Field lit another cigarette.

He was about to leave when a rickshaw pulled up outside the house.

Before Field had even had time to retreat farther into the shadows, Lu’s door had opened and Field caught a glimpse of the man who had arrived. It was Caprisi. He stepped inside.

For a moment Field stared at the door and the empty street. Then he leaned back against the tree. His shoulders sagged; hope drained from him. Natasha had been right. Everyone and everything was corrupt; nothing here was left untainted.

He could feel his father mocking him, and he realized that to have believed in any kind of purity, to have sought any kind of victory, moral or practical, had been doomed from the beginning.

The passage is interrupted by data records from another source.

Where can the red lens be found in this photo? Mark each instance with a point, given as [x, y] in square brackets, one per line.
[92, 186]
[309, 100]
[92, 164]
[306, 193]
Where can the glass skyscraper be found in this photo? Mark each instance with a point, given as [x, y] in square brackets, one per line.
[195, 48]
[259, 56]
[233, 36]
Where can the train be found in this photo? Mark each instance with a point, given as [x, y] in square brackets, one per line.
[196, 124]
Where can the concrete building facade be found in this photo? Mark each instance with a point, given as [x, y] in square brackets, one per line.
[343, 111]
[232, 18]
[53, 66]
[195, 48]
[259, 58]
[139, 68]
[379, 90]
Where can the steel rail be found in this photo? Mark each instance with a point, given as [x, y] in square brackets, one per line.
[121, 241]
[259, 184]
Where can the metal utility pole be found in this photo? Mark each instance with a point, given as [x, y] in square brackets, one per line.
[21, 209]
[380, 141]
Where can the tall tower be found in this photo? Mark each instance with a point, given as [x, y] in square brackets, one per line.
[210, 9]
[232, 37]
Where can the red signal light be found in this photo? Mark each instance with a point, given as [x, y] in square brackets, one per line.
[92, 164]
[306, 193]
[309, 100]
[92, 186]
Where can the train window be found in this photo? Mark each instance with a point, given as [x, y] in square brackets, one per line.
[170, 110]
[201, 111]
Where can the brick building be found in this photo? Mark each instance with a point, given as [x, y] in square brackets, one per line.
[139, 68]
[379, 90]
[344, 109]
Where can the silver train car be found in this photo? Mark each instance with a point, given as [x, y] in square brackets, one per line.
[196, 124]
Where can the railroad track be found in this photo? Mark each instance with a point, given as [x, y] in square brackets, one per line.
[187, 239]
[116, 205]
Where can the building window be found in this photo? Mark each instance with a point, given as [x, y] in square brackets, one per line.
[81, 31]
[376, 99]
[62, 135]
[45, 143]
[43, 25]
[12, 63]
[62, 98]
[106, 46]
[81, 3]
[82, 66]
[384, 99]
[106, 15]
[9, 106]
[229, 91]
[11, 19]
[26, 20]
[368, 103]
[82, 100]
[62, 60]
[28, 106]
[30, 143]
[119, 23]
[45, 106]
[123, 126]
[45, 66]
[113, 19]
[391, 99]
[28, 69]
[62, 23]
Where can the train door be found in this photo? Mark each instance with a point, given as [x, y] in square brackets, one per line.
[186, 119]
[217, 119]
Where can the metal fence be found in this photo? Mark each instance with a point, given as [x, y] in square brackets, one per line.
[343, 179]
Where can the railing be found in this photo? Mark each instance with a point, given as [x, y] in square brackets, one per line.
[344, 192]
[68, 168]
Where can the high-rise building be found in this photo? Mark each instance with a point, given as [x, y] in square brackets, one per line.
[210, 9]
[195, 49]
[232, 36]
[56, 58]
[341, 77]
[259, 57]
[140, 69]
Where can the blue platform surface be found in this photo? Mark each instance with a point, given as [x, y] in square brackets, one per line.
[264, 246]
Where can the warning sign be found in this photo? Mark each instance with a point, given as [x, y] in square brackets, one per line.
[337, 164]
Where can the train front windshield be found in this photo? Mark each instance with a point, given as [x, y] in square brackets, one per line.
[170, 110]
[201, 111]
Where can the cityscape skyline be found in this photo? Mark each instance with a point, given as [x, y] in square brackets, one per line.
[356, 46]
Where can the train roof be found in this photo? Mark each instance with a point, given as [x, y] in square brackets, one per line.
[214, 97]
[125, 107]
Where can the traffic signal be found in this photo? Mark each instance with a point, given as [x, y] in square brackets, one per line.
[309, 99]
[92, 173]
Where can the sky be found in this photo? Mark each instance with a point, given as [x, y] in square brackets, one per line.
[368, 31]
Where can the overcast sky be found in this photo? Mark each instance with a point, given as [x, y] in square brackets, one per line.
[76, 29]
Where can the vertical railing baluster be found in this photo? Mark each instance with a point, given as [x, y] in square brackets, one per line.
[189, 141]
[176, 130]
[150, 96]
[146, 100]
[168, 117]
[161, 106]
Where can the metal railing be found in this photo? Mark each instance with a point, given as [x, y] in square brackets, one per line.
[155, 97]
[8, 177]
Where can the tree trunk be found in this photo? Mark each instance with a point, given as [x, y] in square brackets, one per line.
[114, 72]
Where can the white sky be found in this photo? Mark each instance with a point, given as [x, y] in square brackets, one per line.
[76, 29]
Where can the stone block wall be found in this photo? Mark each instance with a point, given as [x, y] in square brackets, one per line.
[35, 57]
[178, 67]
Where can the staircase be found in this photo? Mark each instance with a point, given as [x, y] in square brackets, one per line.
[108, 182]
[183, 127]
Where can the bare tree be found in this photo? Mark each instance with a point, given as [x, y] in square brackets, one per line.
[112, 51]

It made him fortune’s fool.

Forty-three

Caprisi stepped out of Lu’s doorway. He lit a cigarette and glanced deliberately up and down the street, as if assuming he was being watched. He looked deflated; the meeting had not gone well. By Field’s watch he had been in there exactly half an hour.

The American beckoned to his rickshaw driver, walked down the steps, and climbed in.

Field watched for a few moments before following on foot, occasionally having to break into a run to ensure he did not lose the rickshaw as it turned off toward the Chinese city.

The streets were narrower now, swift progress no longer possible against the oncoming wall of humanity.

They did a series of turns, and Field was soon lost, a stranger still in the dusty, teeming sprawl beyond the European boulevards.

The rickshaw pulled up at an intersection and he ducked back into a doorway as Caprisi got out and put a note into his driver’s hand. Field was bent low, beneath a lamp, a baby crying in the open courtyard of the tiny house behind him. He listened to its mother trying to soothe it.

The American began walking, and for fifty yards they were the only two people in sight, then Caprisi turned right into a busier street. Field bumped into a woman herding a group of pigs, and when he looked up, the American was gone.